Legal Planet: Environmental Law and Policy 2017-01-24

Kellyanne Conway, one of Trump’s key advisors, has come up with a new term for deliberate falsehoods: “alternative facts.”  It’s a concept that does not augur well for the next four years. And it hasn’t gone unnoticed: the hashtag #alternativefacts is spreading like wildfire.

Here’s how the alternative facts concept surfaced. Upset by press reports that the inauguration crowd was smaller than Obama’s, the White House Press Secretary Sean Spicer called the press in to berate them, vehemently insisting that the crowd was the biggest in history. He also gave some figures about Metro use to justify his claim. Unfortunately, both claims were flatly false, as shown clearly be aerial photos and the actual metro figures. Conway defended these falsehoods, saying that they were merely “alternative facts,” rather than lies. (The transcript is here; if anything her evasiveness and hostility to being questioned is even more dismaying.) Her view brings to mind a pro-Trump pundit who opined that “[t]here’s no such thing, unfortunately anymore, of facts.”

Unlike statements about global temperatures, determining the facts here doesn’t turn on massive amounts of data and extensive analysis. It’s true that estimating crowd size accurately is difficult, as Conway said. But the photos make it obvious that the Mall was completely filled by Obama in 2008 and that there was a lot of empty space in the back two-thirds of the Mall in 2017. And counting the number of Metro rides on a given day isn’t exactly rocket science.

It’s really no wonder that scientists were frantically trying to save data before the new Administration took office, or that many economists are deeply worried about the future of government data-collecting efforts. Why worry about actual data when it’s so much cheaper, easier, and more comfortable to invent alternate data?  And, as Holly Doremus has written, there are serious reasons for concern about protections for scientific integrity in the new Administration.

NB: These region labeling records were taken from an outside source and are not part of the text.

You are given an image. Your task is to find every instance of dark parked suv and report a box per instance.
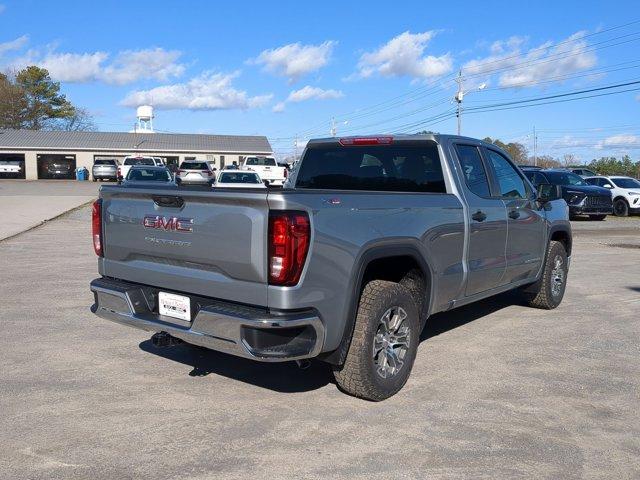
[522,167,613,220]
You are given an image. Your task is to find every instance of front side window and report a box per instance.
[245,157,276,167]
[296,142,446,193]
[456,145,491,198]
[611,178,640,188]
[180,162,209,170]
[124,157,156,165]
[486,150,527,198]
[545,172,588,187]
[218,171,260,184]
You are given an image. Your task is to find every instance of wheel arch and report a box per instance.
[319,239,435,365]
[549,225,573,257]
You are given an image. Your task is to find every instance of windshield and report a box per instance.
[611,178,640,188]
[244,157,276,167]
[180,162,209,170]
[127,167,171,182]
[124,157,156,165]
[218,171,260,183]
[544,172,589,187]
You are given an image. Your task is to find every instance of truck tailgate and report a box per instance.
[100,186,269,306]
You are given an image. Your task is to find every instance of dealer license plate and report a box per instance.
[158,292,191,322]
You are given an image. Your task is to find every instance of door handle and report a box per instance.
[471,210,487,222]
[153,195,184,208]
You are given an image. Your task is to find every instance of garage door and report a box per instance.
[37,154,76,180]
[0,153,25,179]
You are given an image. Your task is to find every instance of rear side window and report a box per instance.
[244,157,276,167]
[296,142,446,193]
[456,145,491,198]
[180,162,209,170]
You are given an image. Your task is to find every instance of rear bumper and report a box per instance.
[91,172,118,179]
[91,278,325,362]
[569,205,613,215]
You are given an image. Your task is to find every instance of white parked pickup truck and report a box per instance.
[0,161,22,176]
[240,157,287,186]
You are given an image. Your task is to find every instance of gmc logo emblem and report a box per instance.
[142,215,193,233]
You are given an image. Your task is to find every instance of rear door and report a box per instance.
[100,187,269,306]
[483,147,546,284]
[454,143,507,296]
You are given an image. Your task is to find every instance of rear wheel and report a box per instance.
[523,240,569,310]
[613,198,629,217]
[334,280,420,401]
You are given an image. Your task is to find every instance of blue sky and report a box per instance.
[0,0,640,160]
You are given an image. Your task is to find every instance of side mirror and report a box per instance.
[536,183,562,203]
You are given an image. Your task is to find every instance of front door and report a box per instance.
[484,148,546,285]
[455,144,507,296]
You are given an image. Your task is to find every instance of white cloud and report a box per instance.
[102,48,185,85]
[37,52,109,83]
[271,85,344,113]
[549,135,590,148]
[10,46,185,85]
[287,85,344,102]
[121,72,273,110]
[248,41,337,81]
[357,30,452,78]
[0,35,29,56]
[596,133,640,149]
[463,32,597,87]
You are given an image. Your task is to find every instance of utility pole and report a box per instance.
[454,69,464,135]
[533,125,538,167]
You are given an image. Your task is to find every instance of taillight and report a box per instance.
[340,137,393,147]
[269,211,311,286]
[91,198,103,257]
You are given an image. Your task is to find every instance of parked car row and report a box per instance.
[121,162,269,189]
[520,166,640,220]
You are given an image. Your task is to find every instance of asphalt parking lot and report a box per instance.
[0,208,640,479]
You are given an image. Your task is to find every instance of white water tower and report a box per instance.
[135,105,153,133]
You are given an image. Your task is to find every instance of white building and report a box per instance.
[0,130,273,180]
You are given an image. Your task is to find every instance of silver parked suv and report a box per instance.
[176,160,216,185]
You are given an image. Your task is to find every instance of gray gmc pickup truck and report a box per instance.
[91,135,572,400]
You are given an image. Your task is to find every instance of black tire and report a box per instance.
[334,280,420,402]
[523,240,569,310]
[613,198,629,217]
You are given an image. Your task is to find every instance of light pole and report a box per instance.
[453,70,487,135]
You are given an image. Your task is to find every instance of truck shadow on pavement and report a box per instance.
[139,292,523,393]
[139,340,332,393]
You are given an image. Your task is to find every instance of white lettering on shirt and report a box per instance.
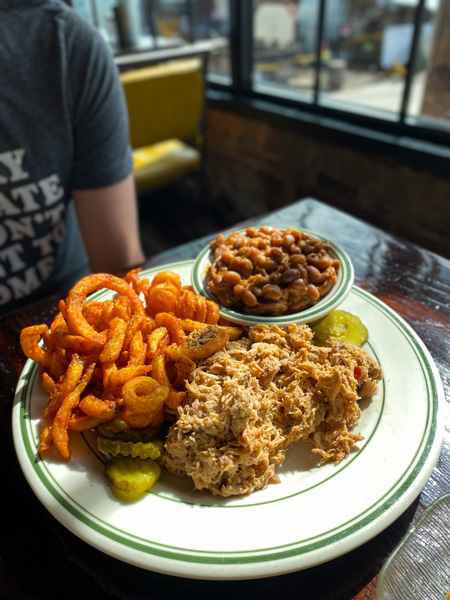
[0,244,27,273]
[11,183,40,212]
[0,192,20,216]
[0,148,29,185]
[38,173,64,206]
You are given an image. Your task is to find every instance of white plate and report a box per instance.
[13,262,444,579]
[191,227,355,325]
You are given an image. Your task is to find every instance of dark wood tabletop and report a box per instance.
[0,199,450,600]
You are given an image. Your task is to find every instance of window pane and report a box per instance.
[321,0,422,116]
[154,0,231,77]
[253,0,319,100]
[408,0,450,128]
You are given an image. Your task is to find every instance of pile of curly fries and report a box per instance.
[20,269,242,460]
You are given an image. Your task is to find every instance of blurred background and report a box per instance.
[72,0,450,257]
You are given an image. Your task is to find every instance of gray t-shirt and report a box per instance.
[0,0,132,313]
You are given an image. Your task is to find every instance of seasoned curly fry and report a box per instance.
[52,364,94,460]
[99,317,127,362]
[155,313,186,346]
[39,354,84,452]
[122,377,169,428]
[166,325,228,361]
[21,269,227,459]
[66,273,145,343]
[80,394,118,422]
[152,354,187,409]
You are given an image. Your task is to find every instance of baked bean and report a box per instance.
[306,283,320,300]
[270,247,285,263]
[305,265,322,281]
[279,269,300,283]
[289,252,306,265]
[208,225,340,315]
[245,227,258,237]
[270,231,283,246]
[261,283,283,300]
[288,244,302,254]
[220,250,234,265]
[259,225,275,235]
[242,290,258,308]
[255,254,278,271]
[229,256,253,277]
[283,233,295,248]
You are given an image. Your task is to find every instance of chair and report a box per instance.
[120,56,206,192]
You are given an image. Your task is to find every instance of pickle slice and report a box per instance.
[97,435,164,460]
[105,457,161,496]
[97,417,160,442]
[310,310,369,346]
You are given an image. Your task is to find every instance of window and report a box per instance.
[250,0,450,142]
[71,0,230,78]
[73,0,450,152]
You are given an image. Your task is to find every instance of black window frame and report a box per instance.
[207,0,450,178]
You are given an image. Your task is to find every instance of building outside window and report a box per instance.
[73,0,450,142]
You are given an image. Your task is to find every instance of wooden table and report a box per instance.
[0,199,450,600]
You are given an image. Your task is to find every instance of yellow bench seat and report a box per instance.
[133,139,201,191]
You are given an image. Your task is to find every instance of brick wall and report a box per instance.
[206,108,450,258]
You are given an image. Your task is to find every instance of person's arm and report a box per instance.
[72,174,145,273]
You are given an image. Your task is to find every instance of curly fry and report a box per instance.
[79,394,118,422]
[52,364,95,460]
[152,271,181,291]
[172,356,197,390]
[165,325,228,362]
[122,377,169,428]
[146,283,179,317]
[147,327,169,364]
[50,313,103,354]
[105,365,152,391]
[152,354,187,409]
[99,317,127,362]
[67,413,102,431]
[128,331,147,367]
[39,354,84,452]
[66,273,145,343]
[155,313,186,345]
[20,325,51,367]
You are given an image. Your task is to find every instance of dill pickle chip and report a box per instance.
[310,310,369,346]
[97,417,159,442]
[105,457,161,495]
[97,435,164,460]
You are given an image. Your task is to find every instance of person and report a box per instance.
[0,0,144,313]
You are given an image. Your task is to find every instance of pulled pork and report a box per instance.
[164,324,382,496]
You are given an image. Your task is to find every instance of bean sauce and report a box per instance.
[208,225,340,316]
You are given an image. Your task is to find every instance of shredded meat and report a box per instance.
[164,325,382,496]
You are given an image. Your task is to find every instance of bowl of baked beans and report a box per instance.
[192,225,354,325]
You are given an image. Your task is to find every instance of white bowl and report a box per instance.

It looks like we will now have to amend a famous saying by Mark Twain. Now there are three kinds of lies: lies, damned lies, and “alternative facts.”  It’s fortunate that in our system the government has to justify its actions in court.  Few government lawyers will be willing to make arguments that contradict the evidence in the record.  And even fewer judges will accept the defense that the government was relying, not on the actual facts, but on “alternative” ones.